Marc Walder, my coach’s instructor and our master BJJ instructor, held at seminar at Dartford BJJ in early March. In addition to some fine technique, Marc’s seminars include discussions of the philosophical approach that he’s used to develop himself as person and as a BJJ player. A lot of what he says seems to boil down to the need to relinquish ego. By doing so, it is possible, for instance, to roll with detachment and therefore adapt to the available positions rather than struggling to hold on to an opportunity that has evaporated. Furthermore, this approach should allow the practitioner to roll without fear, in particular fear of tapping. Of course none of us like to submit, but it is an important part of the learning process and without this very crucial feedback it is difficult to see where our game needs improvement. In this vein, Marc recounted his earlier days on the mats, when he’d be working a new technique into his game, which might lead him to getting caught out, but ultimately allowed him to integrate the new technique and improve. If he’d feared being submitted, he’d not have attempted techniques outside his comfort zone and so never have progressed.
It can be tough to ‘leave your ego at the door’ and it is something I struggle to put into practice everyday, but I feel like today I’ve made some progress.

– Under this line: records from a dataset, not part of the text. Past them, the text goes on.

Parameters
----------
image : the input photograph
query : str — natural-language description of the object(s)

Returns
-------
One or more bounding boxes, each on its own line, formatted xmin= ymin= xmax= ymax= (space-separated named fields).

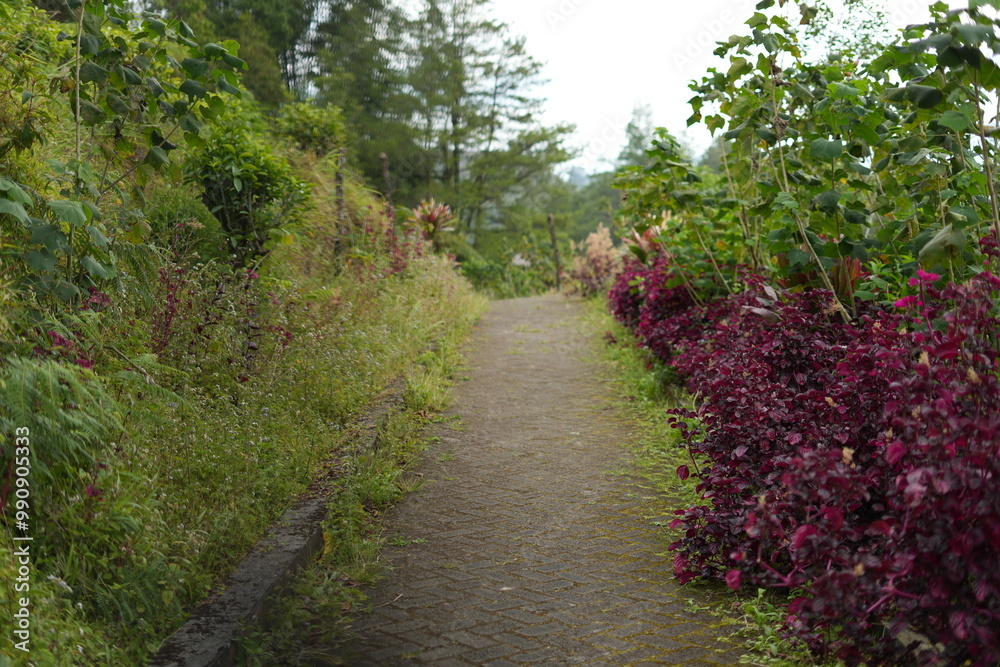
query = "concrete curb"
xmin=149 ymin=380 xmax=405 ymax=667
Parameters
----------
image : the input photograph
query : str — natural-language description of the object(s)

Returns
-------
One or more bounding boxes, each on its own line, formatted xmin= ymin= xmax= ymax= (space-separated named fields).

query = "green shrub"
xmin=186 ymin=128 xmax=308 ymax=266
xmin=275 ymin=102 xmax=347 ymax=156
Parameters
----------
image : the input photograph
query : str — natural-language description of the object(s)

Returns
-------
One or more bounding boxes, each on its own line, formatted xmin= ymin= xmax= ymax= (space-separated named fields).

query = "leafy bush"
xmin=613 ymin=254 xmax=1000 ymax=665
xmin=185 ymin=127 xmax=308 ymax=266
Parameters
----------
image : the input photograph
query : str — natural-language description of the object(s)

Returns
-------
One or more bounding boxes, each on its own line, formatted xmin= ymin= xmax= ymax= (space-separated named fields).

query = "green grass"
xmin=583 ymin=299 xmax=841 ymax=667
xmin=233 ymin=288 xmax=484 ymax=666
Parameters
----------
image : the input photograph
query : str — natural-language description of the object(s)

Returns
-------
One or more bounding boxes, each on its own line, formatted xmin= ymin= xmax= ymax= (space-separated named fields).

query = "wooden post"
xmin=378 ymin=153 xmax=395 ymax=219
xmin=549 ymin=213 xmax=562 ymax=291
xmin=336 ymin=150 xmax=348 ymax=243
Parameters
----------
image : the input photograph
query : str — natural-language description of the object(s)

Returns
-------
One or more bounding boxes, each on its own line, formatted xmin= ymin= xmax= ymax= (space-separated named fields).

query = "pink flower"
xmin=910 ymin=269 xmax=941 ymax=287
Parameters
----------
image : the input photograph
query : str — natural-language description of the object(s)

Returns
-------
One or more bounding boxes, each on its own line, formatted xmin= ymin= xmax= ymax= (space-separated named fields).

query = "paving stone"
xmin=343 ymin=296 xmax=743 ymax=667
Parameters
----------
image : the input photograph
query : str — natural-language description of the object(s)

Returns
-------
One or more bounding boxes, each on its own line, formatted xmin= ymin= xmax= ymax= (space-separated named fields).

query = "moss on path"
xmin=351 ymin=296 xmax=740 ymax=666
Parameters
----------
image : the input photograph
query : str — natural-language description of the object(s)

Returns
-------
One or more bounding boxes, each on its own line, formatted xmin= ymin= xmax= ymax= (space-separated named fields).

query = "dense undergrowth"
xmin=0 ymin=0 xmax=478 ymax=666
xmin=612 ymin=256 xmax=1000 ymax=665
xmin=610 ymin=0 xmax=1000 ymax=666
xmin=239 ymin=301 xmax=484 ymax=666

I’m working hard on bringing a new technique into my arsenal and in the course of testing it out I got tapped fair and square. For the first time I didn’t feel bummed out or embarrassed or any other negative stuff, and I was really pleased for my partner as it was some good, clean work on his part. Perhaps this is a green shoot of a maturing sense of self? I’d wager so, but it is also a testament to the supportive group of people I train with. I find myself often getting quite paranoid that I don’t have the respect of some of the men that I train with, and, indeed, recently flew off the handle and accused a training partner of taking the piss (I’ve since apologised and humbly asked forgiveness which has not yet been given, stupid insecurity demon). While I occasionally give in to the fear that I’ve not got the respect of the men I train with, I’m often struck by how much love and respect I do get from my BJJ brothers, and so when I was tapped today I didn’t sweat it; I’m confident my training partner won’t think I’m a chump just because he got the better of me today. Being able to work with people I trust and have a great deal of respect and affection for makes it much easier to give up fear of being tapped and get on with trying to develop myself and my game. So, while I’ve still got miles to go to before reaching anything approximating ‘BJJ excellence’, I know the journey can best be made with a fearless heart.